What to do if too much tax was deducted
If your employer over-deducted — for example, they applied old rates, or didn’t account for a mid-year change — the extra is not lost. You can claim it back by filing your income tax return for the year, generally by 30 September 2026 for the previous tax year. To do that you need an active NTN and to be on the FBR filer list. Keep your monthly payslips and your employer’s withholding certificate as proof.
Key Takeaways
- Pakistan salary tax 2026-27 slabs took effect on 1 July 2026 (Tax Year 2027).
- Income up to Rs 600,000/year stays tax-free; the 23% and 30% bands dropped to 20% and 25%.
- The 9% surcharge was abolished for salaried individuals, and the top 35% rate now starts at Rs 7 million.
- Tax is progressive — each rate hits only the income inside its bracket, so your effective rate is lower.
- If your July payslip didn’t change, ask HR; over-deductions are refundable by filing your return. Verify exact figures on FBR.
Also Read: July 2026 Salary Slip Explained – Every Deduction on Your Payslip
FAQ
Q1. What are the new salary tax slabs for 2026-27 in Pakistan?
From 1 July 2026, income up to Rs 600,000 a year is tax-free, then rates run from 1% to 35% across brackets. Key changes: the 23% band dropped to 20%, the 30% band to 25%, and the surcharge on high earners was abolished for salaried individuals.
Q2. Did income tax on salary go down in Budget 2026-27?
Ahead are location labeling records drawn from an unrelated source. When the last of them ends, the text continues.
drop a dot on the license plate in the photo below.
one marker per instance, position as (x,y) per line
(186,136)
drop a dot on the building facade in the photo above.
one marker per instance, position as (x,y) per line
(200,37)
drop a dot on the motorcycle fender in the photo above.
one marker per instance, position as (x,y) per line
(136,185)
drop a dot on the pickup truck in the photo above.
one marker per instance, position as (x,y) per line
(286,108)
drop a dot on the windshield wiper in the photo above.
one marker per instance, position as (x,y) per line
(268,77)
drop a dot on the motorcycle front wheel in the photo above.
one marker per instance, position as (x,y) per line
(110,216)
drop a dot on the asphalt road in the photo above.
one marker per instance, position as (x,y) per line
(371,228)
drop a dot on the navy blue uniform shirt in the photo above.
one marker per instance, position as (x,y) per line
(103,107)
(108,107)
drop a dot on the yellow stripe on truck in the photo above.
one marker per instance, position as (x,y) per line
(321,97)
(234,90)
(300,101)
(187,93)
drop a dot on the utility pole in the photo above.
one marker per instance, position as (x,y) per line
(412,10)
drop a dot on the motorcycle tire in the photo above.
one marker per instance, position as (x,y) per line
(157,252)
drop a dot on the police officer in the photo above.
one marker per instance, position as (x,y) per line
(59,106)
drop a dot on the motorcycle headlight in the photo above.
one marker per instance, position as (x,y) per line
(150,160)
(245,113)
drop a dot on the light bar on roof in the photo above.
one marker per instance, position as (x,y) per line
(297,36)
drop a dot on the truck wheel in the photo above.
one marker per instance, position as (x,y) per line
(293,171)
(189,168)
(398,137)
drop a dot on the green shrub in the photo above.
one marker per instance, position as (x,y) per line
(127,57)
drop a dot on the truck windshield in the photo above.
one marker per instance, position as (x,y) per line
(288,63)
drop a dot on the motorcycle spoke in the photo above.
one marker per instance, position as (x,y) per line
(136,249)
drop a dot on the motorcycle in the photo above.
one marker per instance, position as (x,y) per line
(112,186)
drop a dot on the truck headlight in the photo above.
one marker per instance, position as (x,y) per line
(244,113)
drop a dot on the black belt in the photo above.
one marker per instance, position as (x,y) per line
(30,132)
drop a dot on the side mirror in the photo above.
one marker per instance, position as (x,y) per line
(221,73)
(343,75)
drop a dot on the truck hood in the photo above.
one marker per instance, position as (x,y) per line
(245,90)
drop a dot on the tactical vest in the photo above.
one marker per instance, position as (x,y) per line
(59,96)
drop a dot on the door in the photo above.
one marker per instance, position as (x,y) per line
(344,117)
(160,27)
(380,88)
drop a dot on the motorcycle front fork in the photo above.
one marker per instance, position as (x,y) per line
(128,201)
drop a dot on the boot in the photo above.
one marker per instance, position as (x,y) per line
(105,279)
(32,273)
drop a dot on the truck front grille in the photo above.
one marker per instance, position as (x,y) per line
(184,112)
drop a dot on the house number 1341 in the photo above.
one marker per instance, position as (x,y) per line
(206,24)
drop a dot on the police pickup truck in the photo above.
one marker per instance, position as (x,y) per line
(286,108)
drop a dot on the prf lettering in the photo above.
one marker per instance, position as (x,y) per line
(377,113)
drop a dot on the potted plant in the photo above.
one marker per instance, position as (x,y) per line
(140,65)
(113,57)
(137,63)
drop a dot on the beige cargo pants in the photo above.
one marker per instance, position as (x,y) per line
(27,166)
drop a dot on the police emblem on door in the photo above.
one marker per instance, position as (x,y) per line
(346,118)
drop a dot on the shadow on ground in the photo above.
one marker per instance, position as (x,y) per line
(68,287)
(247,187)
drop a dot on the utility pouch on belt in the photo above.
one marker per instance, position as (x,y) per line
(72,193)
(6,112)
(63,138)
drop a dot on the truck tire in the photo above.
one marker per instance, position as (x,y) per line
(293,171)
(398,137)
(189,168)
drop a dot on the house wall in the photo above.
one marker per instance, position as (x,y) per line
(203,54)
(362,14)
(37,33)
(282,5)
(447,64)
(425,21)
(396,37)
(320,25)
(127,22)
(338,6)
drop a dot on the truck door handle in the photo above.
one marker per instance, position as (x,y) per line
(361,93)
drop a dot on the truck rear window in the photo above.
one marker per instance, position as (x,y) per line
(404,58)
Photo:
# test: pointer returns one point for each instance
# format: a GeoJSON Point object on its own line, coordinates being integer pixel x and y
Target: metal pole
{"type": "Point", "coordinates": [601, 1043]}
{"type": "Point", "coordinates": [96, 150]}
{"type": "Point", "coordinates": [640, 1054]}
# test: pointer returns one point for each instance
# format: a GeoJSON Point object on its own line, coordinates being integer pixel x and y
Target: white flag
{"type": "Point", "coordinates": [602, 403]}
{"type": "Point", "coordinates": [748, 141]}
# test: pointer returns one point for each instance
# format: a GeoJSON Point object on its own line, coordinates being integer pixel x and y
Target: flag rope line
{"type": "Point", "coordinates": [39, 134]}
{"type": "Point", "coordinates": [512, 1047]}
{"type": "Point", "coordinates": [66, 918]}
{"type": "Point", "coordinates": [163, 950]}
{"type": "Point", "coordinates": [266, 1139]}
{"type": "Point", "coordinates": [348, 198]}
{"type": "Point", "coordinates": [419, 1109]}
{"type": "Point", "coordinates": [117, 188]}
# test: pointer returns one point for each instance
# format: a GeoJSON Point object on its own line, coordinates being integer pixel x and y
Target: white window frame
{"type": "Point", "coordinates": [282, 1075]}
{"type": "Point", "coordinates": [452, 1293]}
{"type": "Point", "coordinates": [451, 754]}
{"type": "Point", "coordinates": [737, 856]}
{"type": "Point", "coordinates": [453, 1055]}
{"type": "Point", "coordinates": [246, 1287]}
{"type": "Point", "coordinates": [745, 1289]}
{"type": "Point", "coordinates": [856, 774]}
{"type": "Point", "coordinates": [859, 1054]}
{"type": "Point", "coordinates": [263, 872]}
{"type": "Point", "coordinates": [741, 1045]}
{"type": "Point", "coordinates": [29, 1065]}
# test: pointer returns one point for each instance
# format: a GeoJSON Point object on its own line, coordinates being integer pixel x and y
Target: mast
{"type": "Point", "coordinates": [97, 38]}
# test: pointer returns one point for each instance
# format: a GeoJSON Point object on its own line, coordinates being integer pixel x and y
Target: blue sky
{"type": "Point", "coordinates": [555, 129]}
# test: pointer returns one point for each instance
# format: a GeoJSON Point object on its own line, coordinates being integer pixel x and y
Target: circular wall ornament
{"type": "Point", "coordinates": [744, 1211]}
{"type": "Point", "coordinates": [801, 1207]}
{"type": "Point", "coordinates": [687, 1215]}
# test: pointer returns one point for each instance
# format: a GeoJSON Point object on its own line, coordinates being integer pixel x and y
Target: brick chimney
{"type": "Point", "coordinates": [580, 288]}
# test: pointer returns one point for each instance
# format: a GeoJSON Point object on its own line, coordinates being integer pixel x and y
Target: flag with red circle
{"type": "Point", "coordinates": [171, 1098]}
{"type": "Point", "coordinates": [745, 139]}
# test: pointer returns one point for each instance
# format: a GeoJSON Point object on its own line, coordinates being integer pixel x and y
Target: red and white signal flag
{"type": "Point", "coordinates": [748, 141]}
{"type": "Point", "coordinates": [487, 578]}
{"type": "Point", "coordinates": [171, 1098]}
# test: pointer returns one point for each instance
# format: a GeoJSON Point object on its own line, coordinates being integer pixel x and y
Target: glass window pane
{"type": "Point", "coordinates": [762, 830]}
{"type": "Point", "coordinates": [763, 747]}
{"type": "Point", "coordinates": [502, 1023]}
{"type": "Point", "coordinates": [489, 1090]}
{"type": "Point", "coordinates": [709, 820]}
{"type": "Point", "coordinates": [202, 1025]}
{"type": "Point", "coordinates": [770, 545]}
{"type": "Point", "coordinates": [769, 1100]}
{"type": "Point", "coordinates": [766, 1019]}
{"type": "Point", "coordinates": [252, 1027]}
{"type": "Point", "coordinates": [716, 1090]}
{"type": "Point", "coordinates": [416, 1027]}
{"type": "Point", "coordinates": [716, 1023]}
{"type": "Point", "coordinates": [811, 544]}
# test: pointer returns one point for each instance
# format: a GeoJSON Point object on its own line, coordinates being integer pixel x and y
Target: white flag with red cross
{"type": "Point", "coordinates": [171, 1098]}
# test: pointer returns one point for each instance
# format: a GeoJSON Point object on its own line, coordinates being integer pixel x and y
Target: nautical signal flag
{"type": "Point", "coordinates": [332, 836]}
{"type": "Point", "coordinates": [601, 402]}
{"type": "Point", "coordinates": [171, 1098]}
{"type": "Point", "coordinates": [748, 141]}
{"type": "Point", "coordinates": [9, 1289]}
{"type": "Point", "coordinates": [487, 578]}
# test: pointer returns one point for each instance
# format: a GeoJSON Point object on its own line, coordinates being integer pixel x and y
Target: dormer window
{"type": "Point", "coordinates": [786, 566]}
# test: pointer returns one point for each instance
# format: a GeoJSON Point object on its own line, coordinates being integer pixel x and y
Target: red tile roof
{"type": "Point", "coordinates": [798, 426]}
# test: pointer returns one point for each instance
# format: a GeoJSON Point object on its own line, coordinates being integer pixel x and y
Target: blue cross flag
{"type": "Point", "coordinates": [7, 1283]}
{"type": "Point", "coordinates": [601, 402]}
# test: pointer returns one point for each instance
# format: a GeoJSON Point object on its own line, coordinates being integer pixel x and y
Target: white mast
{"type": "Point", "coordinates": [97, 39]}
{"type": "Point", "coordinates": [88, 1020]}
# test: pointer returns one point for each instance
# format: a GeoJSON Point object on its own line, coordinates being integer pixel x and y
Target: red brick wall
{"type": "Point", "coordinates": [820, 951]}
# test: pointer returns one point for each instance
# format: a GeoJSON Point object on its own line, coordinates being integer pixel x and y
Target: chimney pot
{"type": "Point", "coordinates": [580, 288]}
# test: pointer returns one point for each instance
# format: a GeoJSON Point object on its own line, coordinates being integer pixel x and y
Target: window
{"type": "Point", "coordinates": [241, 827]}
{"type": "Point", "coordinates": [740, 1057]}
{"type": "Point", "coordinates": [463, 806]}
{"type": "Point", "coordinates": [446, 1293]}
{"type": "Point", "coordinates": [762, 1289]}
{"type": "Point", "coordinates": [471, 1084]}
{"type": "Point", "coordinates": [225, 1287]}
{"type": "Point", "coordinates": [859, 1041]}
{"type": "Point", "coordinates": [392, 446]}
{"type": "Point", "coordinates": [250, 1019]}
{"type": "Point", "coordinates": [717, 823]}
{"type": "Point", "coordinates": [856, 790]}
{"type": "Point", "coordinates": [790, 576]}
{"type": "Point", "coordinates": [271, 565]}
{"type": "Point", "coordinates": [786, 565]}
Yes, for most salaried people. Rates were cut in several brackets, the 9% high-earner surcharge was removed, and the top 35% rate now only starts at Rs 7 million a year (up from Rs 4.1 million), so most middle and upper-middle earners keep more.
Q3. Why did my July 2026 payslip change?
Because the new salary tax slabs took effect on 1 July 2026. Employers must apply the new rates from the first salary of the new fiscal year under Section 149, so July is the first payslip to reflect the cuts.